Ich drückte Alessan noch fester an mich. Meine Tränen vermischten sich mit den seinen, aber mein Schmerz galt im Moment eher ihm als der tapferen Weyrherrin. Wie konnte er diese dritte Tragödie überstehen? Er hatte sich so mutig gegen die Seuche zur Wehr gesetzt und länger um Suriana getrauert, als es die meisten anderen Männer getan hätten. Ich dachte an meinen Vater, und Verachtung stieg in mir auf. Gab es überhaupt keine Gerechtigkeit mehr auf der Welt? Alessan wurde von einem Schicksalsschlag nach dem anderen heimgesucht, während Tolocamp ein unverdientes Übermaß an Gesundheit, Wohlstand und Sinnenfreuden genoß.

Mir dämmerte in diesem Moment, weshalb Alessan an jenem Tag, als ich nach Ruatha kam, so glücklich ausgesehen hatte. Ich wußte nicht, wann und wie er und Moreta Zeit für ihre Liebe gefunden hatten; die sechs Gefährten waren höchstens eine Stunde von Ruatha fort gewesen. Aber ich verstand nun besser, weshalb Alessan das Verhältnis zwischen Oklina und dem Bronzereiter B'lerion billigte. Und daß die Weyrherrin Trost bei dem jungen Burgherrn gesucht hatte, konnte ich ihr nachfühlen. Sh'gall war alles andere als ein angenehmer Partner. Arme Moreta. Armer, armer Alessan. Was konnte ihm jetzt noch helfen?

Desdra wußte es. Sie wartete, bis Alessans Schluchzen allmählich verebbte. Dann richteten sie und Tuero ihn auf. Meine Beine waren eingeschlafen, und ich konnte mich kaum noch rühren. Aber ich hielt seinen Kopf, während Desdra ihm einen Becher Wein einflößte, den sie mit Fellis-Saft vermischt hatte.

Der Ausdruck in seinen Augen wird mich mein Leben lang verfolgen: verloren, völlig verloren, fassungslos angesichts des Verlustes - und unendlich traurig. Er hatte den Becher leergetrunken, und es war eine Gnade für ihn wie für uns, daß der Fellis-Saft sofort wirkte.

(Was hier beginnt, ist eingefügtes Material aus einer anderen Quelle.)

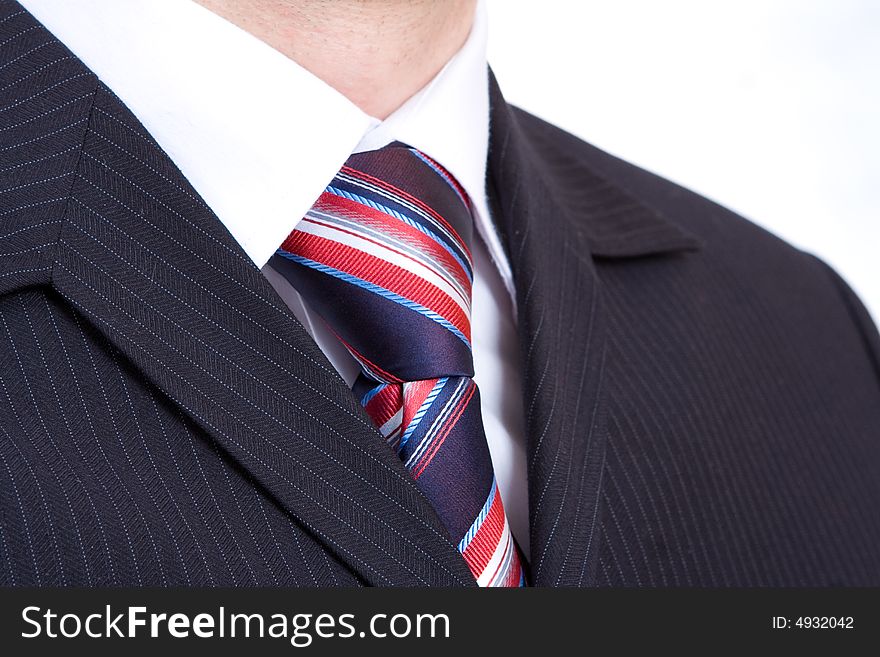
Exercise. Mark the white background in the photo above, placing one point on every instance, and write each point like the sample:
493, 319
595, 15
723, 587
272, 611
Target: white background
770, 107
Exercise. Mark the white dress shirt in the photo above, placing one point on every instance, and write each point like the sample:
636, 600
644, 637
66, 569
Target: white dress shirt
259, 138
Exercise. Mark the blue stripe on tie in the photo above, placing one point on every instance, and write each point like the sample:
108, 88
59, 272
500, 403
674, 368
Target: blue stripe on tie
372, 393
469, 536
376, 289
439, 172
436, 390
363, 200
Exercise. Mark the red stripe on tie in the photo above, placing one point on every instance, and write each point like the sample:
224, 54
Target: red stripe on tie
437, 442
411, 199
387, 225
414, 395
384, 404
479, 551
380, 272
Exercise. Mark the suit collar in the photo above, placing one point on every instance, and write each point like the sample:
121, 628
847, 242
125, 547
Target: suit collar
556, 215
143, 260
609, 221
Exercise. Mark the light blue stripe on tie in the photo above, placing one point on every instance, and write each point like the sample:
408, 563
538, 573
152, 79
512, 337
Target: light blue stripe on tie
372, 393
436, 390
376, 289
357, 198
469, 536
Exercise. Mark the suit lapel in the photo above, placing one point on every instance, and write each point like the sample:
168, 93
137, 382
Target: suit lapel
554, 216
144, 260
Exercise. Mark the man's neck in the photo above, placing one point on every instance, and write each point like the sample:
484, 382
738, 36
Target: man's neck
377, 53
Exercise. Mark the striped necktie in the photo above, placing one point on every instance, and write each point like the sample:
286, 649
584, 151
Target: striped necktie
384, 257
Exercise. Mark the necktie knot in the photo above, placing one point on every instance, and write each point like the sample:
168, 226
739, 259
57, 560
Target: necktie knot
393, 231
384, 257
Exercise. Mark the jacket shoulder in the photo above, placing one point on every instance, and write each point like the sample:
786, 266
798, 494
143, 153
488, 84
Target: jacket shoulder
45, 98
734, 249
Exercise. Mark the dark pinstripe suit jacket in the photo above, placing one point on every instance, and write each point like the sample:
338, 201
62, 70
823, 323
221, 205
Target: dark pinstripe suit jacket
703, 400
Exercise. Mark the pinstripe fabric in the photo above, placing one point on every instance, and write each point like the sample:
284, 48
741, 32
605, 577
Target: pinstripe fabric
703, 405
703, 401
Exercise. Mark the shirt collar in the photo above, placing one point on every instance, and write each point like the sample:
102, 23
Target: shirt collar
257, 135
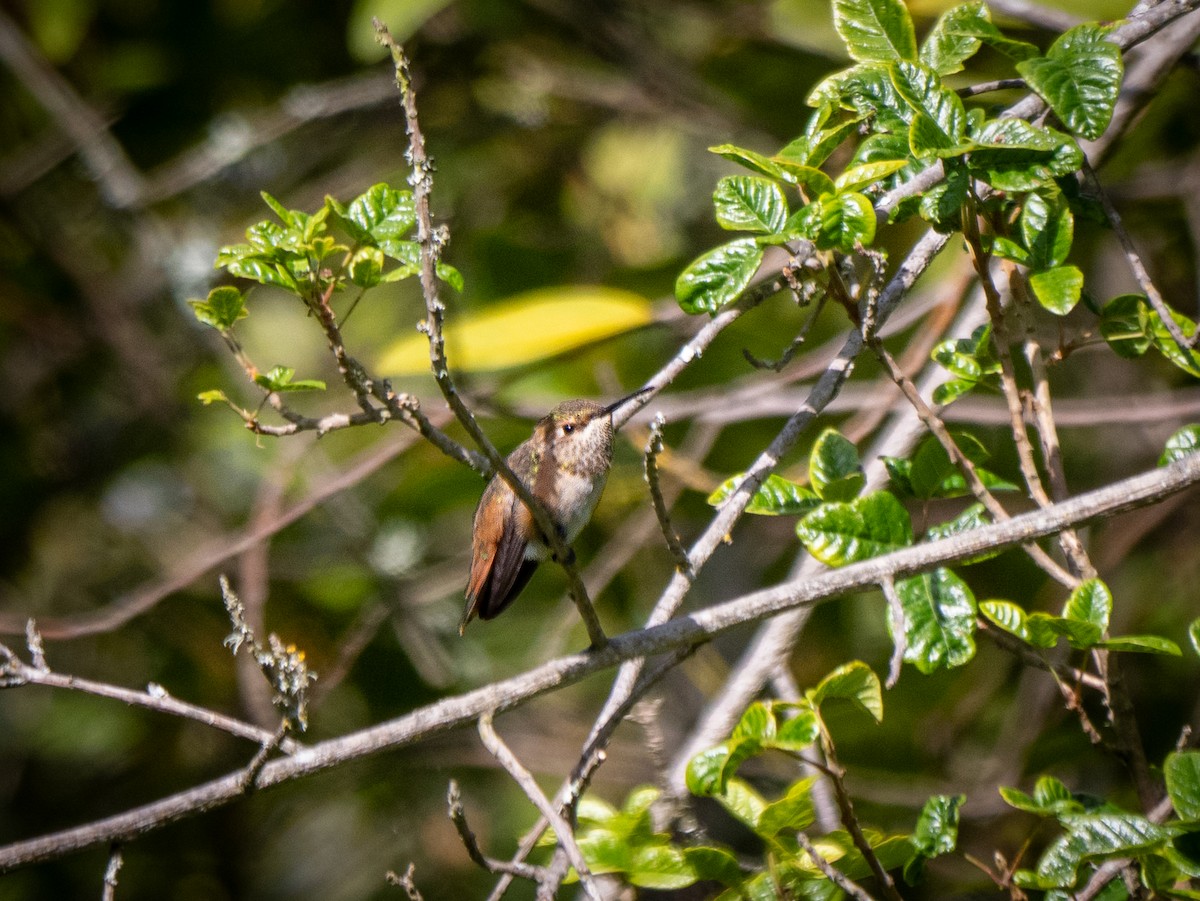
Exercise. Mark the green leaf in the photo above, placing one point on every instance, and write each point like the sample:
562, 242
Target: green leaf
221, 308
867, 89
1090, 602
659, 865
719, 276
954, 37
775, 497
798, 732
870, 526
855, 682
750, 158
936, 833
857, 178
940, 122
1123, 325
750, 204
1183, 443
875, 30
939, 620
714, 864
1080, 78
214, 395
1057, 289
1141, 644
383, 212
790, 814
279, 379
1050, 798
526, 328
813, 181
1097, 836
834, 469
366, 266
838, 221
1182, 772
1047, 229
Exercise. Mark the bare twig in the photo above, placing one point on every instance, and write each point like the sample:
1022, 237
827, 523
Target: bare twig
563, 832
407, 882
15, 672
653, 449
681, 634
899, 641
431, 242
459, 817
978, 490
850, 821
833, 874
114, 866
1137, 265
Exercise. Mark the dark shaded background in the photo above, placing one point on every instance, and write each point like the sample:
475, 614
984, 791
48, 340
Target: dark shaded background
570, 139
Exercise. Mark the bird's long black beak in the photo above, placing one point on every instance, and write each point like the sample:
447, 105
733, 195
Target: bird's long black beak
616, 404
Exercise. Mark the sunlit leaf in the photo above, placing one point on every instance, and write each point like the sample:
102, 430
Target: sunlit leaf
719, 276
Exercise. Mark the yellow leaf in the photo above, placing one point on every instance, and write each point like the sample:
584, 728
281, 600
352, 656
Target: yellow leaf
523, 329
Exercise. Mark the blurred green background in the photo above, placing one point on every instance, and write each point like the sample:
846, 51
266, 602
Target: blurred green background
570, 139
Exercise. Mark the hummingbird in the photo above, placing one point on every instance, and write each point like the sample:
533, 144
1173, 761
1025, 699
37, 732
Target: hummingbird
565, 466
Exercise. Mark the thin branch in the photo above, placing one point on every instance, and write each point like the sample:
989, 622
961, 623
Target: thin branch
978, 490
16, 672
1137, 265
114, 866
653, 449
899, 640
850, 821
459, 817
591, 760
431, 241
681, 634
563, 832
833, 874
407, 882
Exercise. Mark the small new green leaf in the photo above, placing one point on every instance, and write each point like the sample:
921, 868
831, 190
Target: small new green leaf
855, 682
1080, 78
214, 395
366, 266
719, 276
1182, 772
221, 308
1090, 602
790, 814
751, 160
939, 620
1181, 444
1096, 836
775, 497
279, 379
1057, 289
940, 120
1123, 325
856, 178
954, 37
1141, 644
936, 833
875, 30
834, 469
1047, 229
870, 526
750, 204
838, 221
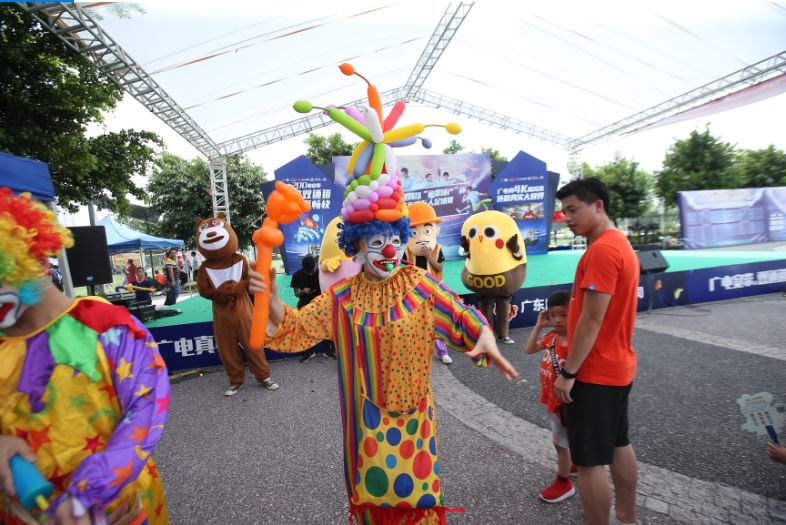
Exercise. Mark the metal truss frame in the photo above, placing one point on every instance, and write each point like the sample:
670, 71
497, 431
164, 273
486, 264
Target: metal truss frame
82, 33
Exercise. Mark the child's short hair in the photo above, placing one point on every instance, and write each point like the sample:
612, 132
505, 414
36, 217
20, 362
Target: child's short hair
561, 298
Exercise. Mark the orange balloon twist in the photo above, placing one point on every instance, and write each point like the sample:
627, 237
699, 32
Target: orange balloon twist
284, 205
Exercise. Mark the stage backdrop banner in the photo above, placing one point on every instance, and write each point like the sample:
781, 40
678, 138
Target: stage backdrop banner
525, 191
727, 217
305, 235
456, 186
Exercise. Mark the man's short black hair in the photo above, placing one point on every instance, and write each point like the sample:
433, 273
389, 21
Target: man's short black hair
586, 190
308, 263
560, 298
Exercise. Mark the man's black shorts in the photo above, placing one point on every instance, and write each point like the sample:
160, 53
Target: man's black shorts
597, 422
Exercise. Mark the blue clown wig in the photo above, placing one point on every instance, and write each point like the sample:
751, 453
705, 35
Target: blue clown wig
349, 234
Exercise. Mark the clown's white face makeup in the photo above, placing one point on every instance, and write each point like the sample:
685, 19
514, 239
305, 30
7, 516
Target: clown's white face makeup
11, 307
380, 255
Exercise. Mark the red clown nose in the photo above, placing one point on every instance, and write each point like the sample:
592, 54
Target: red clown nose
389, 251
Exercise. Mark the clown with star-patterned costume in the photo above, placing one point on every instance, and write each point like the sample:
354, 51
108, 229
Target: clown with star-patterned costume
84, 392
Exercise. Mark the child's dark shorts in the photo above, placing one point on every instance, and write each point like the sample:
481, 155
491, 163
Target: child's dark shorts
597, 422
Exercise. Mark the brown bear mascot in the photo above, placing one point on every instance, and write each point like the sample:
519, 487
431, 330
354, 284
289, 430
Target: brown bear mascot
223, 279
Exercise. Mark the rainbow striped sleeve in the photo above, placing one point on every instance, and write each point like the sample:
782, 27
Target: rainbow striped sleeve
301, 329
456, 323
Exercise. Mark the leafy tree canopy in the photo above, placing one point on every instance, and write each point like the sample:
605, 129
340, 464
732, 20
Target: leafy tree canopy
762, 168
48, 96
629, 187
700, 162
321, 149
178, 189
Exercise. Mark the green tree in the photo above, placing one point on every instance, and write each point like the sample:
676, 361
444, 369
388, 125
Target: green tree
118, 157
762, 168
321, 149
453, 147
48, 96
493, 153
629, 187
177, 189
700, 162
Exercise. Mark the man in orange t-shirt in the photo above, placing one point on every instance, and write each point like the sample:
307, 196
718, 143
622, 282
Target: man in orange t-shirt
595, 382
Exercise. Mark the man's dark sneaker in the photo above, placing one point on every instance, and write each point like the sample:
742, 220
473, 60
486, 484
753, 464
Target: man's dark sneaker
232, 390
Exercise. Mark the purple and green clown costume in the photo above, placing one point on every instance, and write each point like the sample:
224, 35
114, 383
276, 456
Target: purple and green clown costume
89, 393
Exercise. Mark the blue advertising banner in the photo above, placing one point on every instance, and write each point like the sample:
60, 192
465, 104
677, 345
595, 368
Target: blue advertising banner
727, 217
523, 191
305, 235
776, 213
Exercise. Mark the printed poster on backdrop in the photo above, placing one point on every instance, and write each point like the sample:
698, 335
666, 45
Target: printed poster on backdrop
456, 186
305, 235
711, 218
522, 190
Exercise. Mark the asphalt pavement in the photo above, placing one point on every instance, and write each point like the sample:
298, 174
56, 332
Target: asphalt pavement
274, 457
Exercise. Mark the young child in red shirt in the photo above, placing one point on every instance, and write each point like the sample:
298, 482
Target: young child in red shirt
555, 347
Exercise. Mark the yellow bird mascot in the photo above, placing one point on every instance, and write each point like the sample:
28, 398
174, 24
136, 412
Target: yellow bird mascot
495, 265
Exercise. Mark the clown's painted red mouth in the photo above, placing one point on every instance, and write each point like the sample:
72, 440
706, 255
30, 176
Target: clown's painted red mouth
4, 309
382, 264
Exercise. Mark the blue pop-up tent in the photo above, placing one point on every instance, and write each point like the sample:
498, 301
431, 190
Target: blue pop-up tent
26, 175
120, 238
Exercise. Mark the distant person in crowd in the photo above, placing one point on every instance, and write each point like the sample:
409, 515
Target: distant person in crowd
194, 264
56, 276
305, 282
83, 388
553, 348
130, 271
142, 297
407, 182
597, 376
776, 452
425, 252
172, 275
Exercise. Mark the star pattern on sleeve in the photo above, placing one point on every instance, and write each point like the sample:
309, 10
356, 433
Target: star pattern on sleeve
124, 370
37, 438
93, 444
122, 474
111, 336
139, 433
143, 391
163, 404
158, 362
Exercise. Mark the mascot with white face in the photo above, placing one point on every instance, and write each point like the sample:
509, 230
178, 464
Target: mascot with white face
223, 279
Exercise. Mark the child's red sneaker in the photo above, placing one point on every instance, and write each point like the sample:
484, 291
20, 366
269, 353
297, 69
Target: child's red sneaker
561, 489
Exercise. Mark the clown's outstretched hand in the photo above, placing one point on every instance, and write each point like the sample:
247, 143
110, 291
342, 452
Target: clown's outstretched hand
488, 345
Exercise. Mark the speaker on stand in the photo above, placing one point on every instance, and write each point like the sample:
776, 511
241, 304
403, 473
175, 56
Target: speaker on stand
650, 263
88, 258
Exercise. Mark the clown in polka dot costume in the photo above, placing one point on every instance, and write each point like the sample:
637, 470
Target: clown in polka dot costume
384, 322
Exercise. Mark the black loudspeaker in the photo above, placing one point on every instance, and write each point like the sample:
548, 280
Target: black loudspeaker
652, 261
88, 259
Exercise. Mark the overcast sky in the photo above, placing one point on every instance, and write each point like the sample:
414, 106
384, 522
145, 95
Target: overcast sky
535, 65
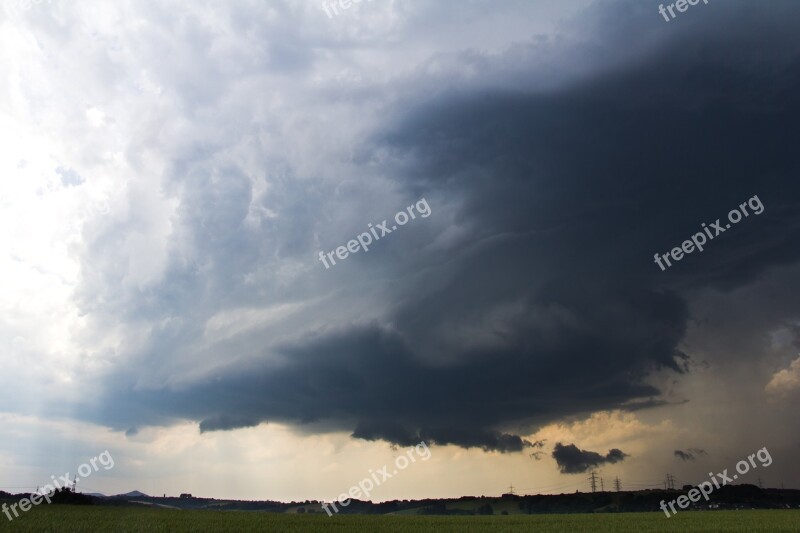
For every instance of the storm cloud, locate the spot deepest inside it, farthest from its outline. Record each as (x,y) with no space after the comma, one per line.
(530,294)
(573,460)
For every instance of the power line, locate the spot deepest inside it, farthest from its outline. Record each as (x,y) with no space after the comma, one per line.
(593,479)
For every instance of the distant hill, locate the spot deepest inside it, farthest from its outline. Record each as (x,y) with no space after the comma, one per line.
(729,497)
(132,494)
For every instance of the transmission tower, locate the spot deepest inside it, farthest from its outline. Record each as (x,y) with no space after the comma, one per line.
(593,480)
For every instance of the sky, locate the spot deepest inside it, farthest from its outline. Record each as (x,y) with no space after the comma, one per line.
(180,183)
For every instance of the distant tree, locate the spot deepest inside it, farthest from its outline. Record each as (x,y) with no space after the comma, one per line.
(485,509)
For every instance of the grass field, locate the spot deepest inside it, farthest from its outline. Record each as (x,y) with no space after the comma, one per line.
(126,519)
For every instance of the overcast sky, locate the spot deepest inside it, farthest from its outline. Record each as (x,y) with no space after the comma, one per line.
(171,171)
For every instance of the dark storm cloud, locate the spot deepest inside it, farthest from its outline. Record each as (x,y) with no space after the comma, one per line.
(573,460)
(552,305)
(689,455)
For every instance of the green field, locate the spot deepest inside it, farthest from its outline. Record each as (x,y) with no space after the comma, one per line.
(122,519)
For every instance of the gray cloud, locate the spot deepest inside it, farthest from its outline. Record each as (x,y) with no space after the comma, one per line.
(573,460)
(529,295)
(689,455)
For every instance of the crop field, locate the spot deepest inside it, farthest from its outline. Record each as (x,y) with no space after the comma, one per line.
(111,519)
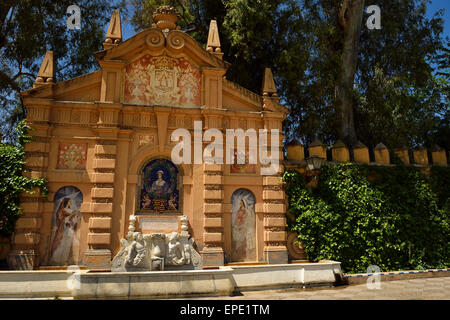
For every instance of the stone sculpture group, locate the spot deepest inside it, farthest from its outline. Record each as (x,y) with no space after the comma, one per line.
(155,251)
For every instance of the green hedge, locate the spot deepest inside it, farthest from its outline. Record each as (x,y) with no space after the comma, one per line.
(366,215)
(13,182)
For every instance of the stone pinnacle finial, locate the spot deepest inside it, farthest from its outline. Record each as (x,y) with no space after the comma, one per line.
(268,87)
(213,44)
(114,33)
(166,18)
(47,71)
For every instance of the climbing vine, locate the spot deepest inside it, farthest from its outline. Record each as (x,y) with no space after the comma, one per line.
(392,217)
(13,182)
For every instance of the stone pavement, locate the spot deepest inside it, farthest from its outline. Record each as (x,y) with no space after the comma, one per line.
(413,289)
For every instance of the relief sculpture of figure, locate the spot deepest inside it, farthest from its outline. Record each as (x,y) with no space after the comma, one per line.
(67,219)
(159,186)
(175,255)
(136,252)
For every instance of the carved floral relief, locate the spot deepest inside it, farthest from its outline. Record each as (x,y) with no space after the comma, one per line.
(145,139)
(72,156)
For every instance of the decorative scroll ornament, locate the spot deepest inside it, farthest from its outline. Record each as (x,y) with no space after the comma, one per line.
(175,40)
(155,38)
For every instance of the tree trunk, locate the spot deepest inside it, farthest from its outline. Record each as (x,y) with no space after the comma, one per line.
(350,18)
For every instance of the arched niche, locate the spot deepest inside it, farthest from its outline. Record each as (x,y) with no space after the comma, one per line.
(66,219)
(243,226)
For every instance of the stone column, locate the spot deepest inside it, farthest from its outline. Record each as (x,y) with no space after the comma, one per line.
(98,256)
(274,208)
(213,254)
(275,250)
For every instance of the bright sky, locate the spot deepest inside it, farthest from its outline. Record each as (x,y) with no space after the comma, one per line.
(441,4)
(128,30)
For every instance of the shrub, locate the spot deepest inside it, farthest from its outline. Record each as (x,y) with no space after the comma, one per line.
(12,181)
(370,215)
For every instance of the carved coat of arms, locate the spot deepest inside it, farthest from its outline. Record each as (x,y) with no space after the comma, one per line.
(162,80)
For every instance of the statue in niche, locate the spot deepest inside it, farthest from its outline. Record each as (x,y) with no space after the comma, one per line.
(153,251)
(64,243)
(159,192)
(136,257)
(159,186)
(175,255)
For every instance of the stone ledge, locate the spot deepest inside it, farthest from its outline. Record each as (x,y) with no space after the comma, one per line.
(396,275)
(170,283)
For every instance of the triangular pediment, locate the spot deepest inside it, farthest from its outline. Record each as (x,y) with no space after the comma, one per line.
(156,42)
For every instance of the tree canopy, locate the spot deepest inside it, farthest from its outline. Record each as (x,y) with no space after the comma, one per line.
(398,95)
(401,80)
(28,29)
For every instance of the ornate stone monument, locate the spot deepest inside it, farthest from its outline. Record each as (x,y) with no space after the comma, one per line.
(156,251)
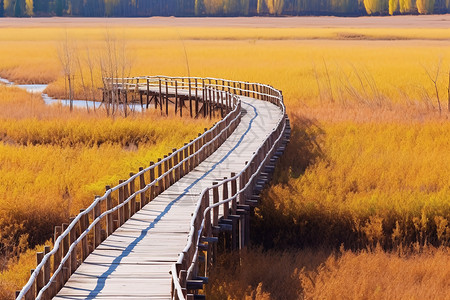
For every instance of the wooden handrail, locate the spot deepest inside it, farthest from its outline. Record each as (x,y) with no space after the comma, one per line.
(182,161)
(206,140)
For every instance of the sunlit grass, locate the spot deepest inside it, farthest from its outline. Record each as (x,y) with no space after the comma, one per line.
(370,146)
(53,162)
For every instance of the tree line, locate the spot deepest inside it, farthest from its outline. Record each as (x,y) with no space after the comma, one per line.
(187,8)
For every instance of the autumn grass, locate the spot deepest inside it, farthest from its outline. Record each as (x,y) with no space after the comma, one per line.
(53,162)
(308,274)
(370,146)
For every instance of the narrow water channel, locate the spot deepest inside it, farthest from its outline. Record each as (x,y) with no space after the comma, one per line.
(40,88)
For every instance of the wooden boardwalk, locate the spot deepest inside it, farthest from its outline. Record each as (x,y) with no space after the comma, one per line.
(135,260)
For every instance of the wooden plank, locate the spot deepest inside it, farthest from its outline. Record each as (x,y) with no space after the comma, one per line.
(134,261)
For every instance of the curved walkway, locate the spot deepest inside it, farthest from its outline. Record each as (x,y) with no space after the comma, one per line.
(134,262)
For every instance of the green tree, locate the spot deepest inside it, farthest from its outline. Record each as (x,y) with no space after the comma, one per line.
(425,6)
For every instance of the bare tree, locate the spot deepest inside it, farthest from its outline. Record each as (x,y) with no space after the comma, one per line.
(66,55)
(434,78)
(115,66)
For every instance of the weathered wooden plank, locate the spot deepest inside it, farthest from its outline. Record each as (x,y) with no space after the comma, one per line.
(135,260)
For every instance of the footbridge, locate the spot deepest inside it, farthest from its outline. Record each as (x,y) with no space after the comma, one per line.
(155,234)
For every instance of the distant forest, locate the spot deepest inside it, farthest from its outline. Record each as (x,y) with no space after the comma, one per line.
(188,8)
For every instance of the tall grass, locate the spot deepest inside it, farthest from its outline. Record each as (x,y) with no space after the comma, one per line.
(367,164)
(53,162)
(317,274)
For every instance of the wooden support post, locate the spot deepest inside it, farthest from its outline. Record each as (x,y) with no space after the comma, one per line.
(40,277)
(161,180)
(126,210)
(197,149)
(121,200)
(176,98)
(58,254)
(84,220)
(180,159)
(73,257)
(171,177)
(215,209)
(190,98)
(142,185)
(31,294)
(167,99)
(152,178)
(212,103)
(133,200)
(160,96)
(97,227)
(233,192)
(66,245)
(109,217)
(226,209)
(46,268)
(186,155)
(191,160)
(148,93)
(175,162)
(166,177)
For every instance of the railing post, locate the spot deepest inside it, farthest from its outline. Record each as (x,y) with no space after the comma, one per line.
(191,160)
(166,177)
(73,255)
(152,178)
(40,277)
(97,227)
(121,200)
(215,200)
(175,163)
(109,217)
(66,245)
(84,222)
(31,294)
(224,197)
(47,269)
(186,155)
(171,164)
(132,200)
(160,188)
(142,185)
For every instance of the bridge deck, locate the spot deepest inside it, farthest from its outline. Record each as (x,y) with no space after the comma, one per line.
(134,262)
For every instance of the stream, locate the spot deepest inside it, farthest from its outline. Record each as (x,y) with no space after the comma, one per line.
(39,89)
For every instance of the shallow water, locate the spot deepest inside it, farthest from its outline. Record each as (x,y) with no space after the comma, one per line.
(40,88)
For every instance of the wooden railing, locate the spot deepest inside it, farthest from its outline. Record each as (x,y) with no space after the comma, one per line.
(75,241)
(234,203)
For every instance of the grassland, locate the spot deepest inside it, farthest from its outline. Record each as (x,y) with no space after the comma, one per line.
(371,163)
(53,162)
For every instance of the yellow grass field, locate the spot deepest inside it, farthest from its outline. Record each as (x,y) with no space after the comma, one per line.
(371,163)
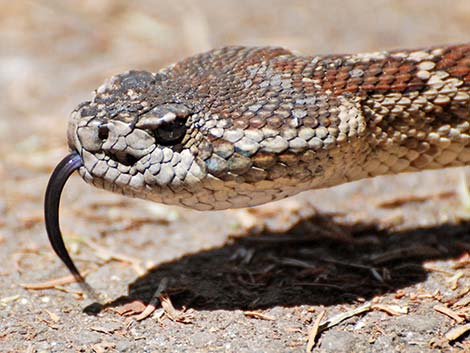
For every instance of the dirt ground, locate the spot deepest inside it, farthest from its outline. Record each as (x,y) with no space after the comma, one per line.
(255,280)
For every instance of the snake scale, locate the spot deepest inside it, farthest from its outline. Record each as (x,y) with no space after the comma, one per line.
(242,126)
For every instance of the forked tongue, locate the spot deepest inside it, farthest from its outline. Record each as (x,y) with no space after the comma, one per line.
(54,189)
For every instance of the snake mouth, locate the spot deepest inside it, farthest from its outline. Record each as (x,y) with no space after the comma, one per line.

Sie trugen ihn in sein Schlafzimmer, und ich erklärte mich bereit, an seiner Seite zu wachen, obwohl Desdra mir versicherte, daß er bis zum nächsten Tag durchschlafen würde.

»Was können wir für ihn tun, Desdra?« fragte ich, immer noch erschüttert von seinem Leid. Unwillkürlich liefen mir Tränen über die Wangen.

»Meine liebe Lady Nerilka, wenn ich darauf eine Antwort wüßte, wäre ich dem Meisterheiler überlegen.« Sie schüttelte langsam den Kopf und drückte damit die Hilflosigkeit aus, die auch ich empfand. »Es kommt ganz darauf an, ob er unseren Beistand annimmt. Wie grausam dieser neue Verlust ist - wie grausam und sinnlos!«

Wir zogen ihn aus und breiteten die Felldecke über ihn. Er sah um Jahre gealtert aus. Die Augen waren tief in die Höhlen gesunken, die Lippen zusammengepreßt. Seine Züge wirkten wächsern. Desdra fühlte seinen Puls und nickte erleichtert. Dann setzte sie sich auf die Bettkante und stützte den Kopf müde gegen einen der Pfosten.

»Er hat Moreta geliebt?« fragte ich.

»Es geschah, als wir damals die Nadeldornen sammelten. Was war das für ein herrlicher Tag!« Sie seufzte, und der Hauch eines Lächelns huschte über ihre sonst so strengen Züge. »Wenigstens dieses Glück konnten sie genießen. Und, so hart und bitter das im Moment klingen mag - für den Fortbestand von Ruatha ist dieses Unglück vielleicht ein Segen.«

»Weil Alessan Nachkommen braucht?« Noch nie in der Geschichte von Pern war eine Weyrherrin die Gemahlin eines Erb-Barons geworden; den umgekehrten Fall gab es häufiger. Außerdem hatte Moreta ein Alter erreicht, in dem sie nicht mehr ohne Risiko gebären konnte. Nun, Alessan hätte eine zweite Frau nehmen können. Zur Sicherung der Erbfolge konnte ein Burgherr in seinem Herrschaftsbereich sogar eigene Gesetze erlassen. Diesen Grundsatz hatte man den Fort-Töchtern von frühester Jugend an eingeprägt.

»Oklinas Kinder sollten hier aufwachsen«, meinte Desdra.

»Aber das würde niemals reichen - bei all den Verlusten, die Ruatha erlitt!«

»Sie müssen ihm Ihre wahre Herkunft verraten, Lady Nerilka!«

Ich schüttelte den Kopf, noch während sich der Gedanke in meinem Gehirn festsetzte, dieser aussichtslose, völlig unmögliche Gedanke. Er brauchte eine Frau, die schön und anziehend war, klug und charmant - eine Frau, die ihn vergessen ließ, was er durchgemacht hatte.

Desdra erhob sich und sagte, sie wolle dafür sorgen, daß man mir etwas zu essen brächte. Ich war zu erschöpft, um zu entgegnen, daß ich wahrscheinlich keinen Bissen hinunterbrächte.